L'Etat uruguayen sera-t-il bientôt le dealer officiel de son peuple ? La coalition de gauche au pouvoir veut établir un monopole d'Etat pour la production et la distribution de marijuana, rapporte le Christian Science Monitor. Le gouvernement espère, grâce à cette mesure choc, éradiquer les crimes liés au trafic de drogue, réduire les risques sanitaires pour les consommateurs et surtout prendre à contre-pied les politiques américaines en matière de lutte antidrogue, régulièrement désavouées publiquement par les pays d'Amérique du Sud.
"La guerre de la drogue a échoué. Il y a toujours plus de consommateurs, et toujours plus de violences", a constaté, amer, le président de la commission parlementaire chargé du dossier, Sebastian Sabini. "L'Uruguay va ouvrir une nouvelle voie (...) et nous espérons qu'elle deviendra une norme internationale", a-t-il ajouté pour présenter le projet de loi. Lancé début septembre, le débat devrait durer six mois au Parlement et fera l'objet d'un vote au Congrès ensuite. Les spécialistes se montrent confiants, étant donné que la coalition au pouvoir a la majorité dans les deux chambres, et que d'autres parlementaires ont déjà assuré le gouvernement de leur soutien sur cette mesure d'un tout nouveau genre.

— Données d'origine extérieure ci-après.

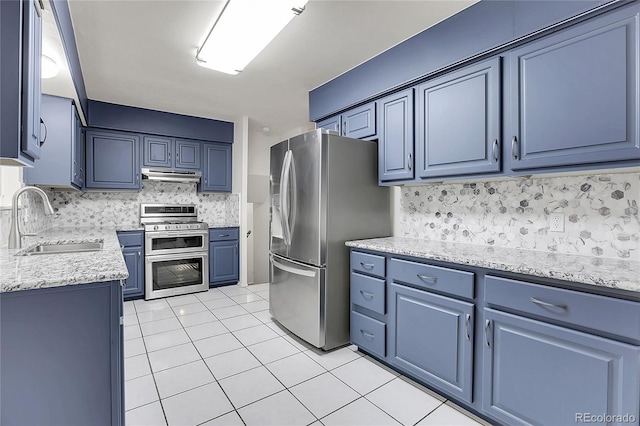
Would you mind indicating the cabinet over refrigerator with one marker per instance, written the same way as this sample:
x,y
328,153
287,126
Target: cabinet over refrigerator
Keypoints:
x,y
323,191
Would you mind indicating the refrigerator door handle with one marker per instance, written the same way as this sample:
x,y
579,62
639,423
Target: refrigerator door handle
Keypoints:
x,y
293,269
284,197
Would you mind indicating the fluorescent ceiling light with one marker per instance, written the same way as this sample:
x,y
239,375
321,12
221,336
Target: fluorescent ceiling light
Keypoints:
x,y
242,30
49,67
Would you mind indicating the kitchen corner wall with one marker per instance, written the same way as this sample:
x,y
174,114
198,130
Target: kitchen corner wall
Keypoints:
x,y
601,213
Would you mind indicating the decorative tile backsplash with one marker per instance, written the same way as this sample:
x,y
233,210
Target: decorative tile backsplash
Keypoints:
x,y
121,209
601,213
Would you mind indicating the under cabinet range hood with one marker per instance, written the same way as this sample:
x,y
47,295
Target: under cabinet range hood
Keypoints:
x,y
176,176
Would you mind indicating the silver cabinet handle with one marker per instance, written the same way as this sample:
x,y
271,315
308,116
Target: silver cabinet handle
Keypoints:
x,y
367,266
426,279
487,325
467,321
367,335
366,295
547,304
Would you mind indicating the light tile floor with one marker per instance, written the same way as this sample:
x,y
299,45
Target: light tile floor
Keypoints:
x,y
217,358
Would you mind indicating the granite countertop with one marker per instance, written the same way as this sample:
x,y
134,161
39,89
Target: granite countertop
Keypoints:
x,y
60,269
604,272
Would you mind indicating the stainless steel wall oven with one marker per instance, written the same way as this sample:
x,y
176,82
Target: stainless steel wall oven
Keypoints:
x,y
176,250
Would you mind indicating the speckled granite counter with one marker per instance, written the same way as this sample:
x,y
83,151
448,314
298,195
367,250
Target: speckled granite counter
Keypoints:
x,y
53,270
604,272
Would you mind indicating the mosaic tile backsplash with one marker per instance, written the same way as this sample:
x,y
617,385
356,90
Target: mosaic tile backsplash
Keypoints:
x,y
601,214
121,209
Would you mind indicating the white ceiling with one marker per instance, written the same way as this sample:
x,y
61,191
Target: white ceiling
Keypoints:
x,y
142,53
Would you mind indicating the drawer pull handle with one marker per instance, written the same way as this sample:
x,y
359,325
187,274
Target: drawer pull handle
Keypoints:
x,y
487,324
366,295
367,266
467,321
547,304
367,335
428,280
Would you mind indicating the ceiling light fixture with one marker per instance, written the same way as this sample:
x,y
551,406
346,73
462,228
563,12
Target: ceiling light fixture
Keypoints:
x,y
242,30
49,67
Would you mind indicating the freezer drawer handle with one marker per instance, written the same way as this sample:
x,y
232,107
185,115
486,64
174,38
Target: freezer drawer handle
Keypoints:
x,y
428,280
293,270
367,335
366,295
367,266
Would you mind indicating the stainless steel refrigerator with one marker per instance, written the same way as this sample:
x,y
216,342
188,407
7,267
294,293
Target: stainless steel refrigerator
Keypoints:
x,y
324,191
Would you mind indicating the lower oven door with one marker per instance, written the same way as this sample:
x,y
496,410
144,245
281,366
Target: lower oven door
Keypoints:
x,y
170,275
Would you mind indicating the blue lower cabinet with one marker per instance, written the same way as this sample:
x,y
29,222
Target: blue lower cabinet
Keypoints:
x,y
62,356
538,373
431,337
224,256
132,243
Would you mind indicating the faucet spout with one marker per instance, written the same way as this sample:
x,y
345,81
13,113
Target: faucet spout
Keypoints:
x,y
15,237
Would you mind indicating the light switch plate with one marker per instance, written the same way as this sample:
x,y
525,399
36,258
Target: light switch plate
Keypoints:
x,y
556,222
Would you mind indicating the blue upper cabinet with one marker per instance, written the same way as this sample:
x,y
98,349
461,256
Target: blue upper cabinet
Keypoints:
x,y
187,154
31,78
113,160
170,153
216,167
62,162
21,46
358,123
458,122
157,151
395,136
574,95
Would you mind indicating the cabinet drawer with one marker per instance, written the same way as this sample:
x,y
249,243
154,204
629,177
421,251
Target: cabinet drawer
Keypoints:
x,y
445,280
223,234
131,238
368,263
368,334
606,314
367,292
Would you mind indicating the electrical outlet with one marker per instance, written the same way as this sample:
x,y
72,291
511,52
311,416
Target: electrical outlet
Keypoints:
x,y
556,222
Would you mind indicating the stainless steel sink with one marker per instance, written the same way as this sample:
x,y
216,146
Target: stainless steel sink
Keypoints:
x,y
63,248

Si l'Uruguay devient le premier pays au monde à adopter ce type de législation, il pourrait bien devenir un exemple dans le reste du continent. De nombreuses voix se sont élevées ces derniers mois pour critiquer l'échec des guerres menées contre la drogue, dans un continent ravagé par les violences liées aux trafics. En avril, le président du Guatemala, Otto Perez, avait ainsi lancé un appel à la dépénalisation des drogues comme "alternative" pour lutter contre la violence qui déferle sur l'Amérique centrale. Partant du constat que "la consommation et la production de drogue sont toujours plus importantes" malgré des années de lutte gouvernementale, Otto Perez en appelait à "réguler" le marché de la drogue, à l'instar de ce que "[le pays a] pu faire pour l'alcool ou le tabac".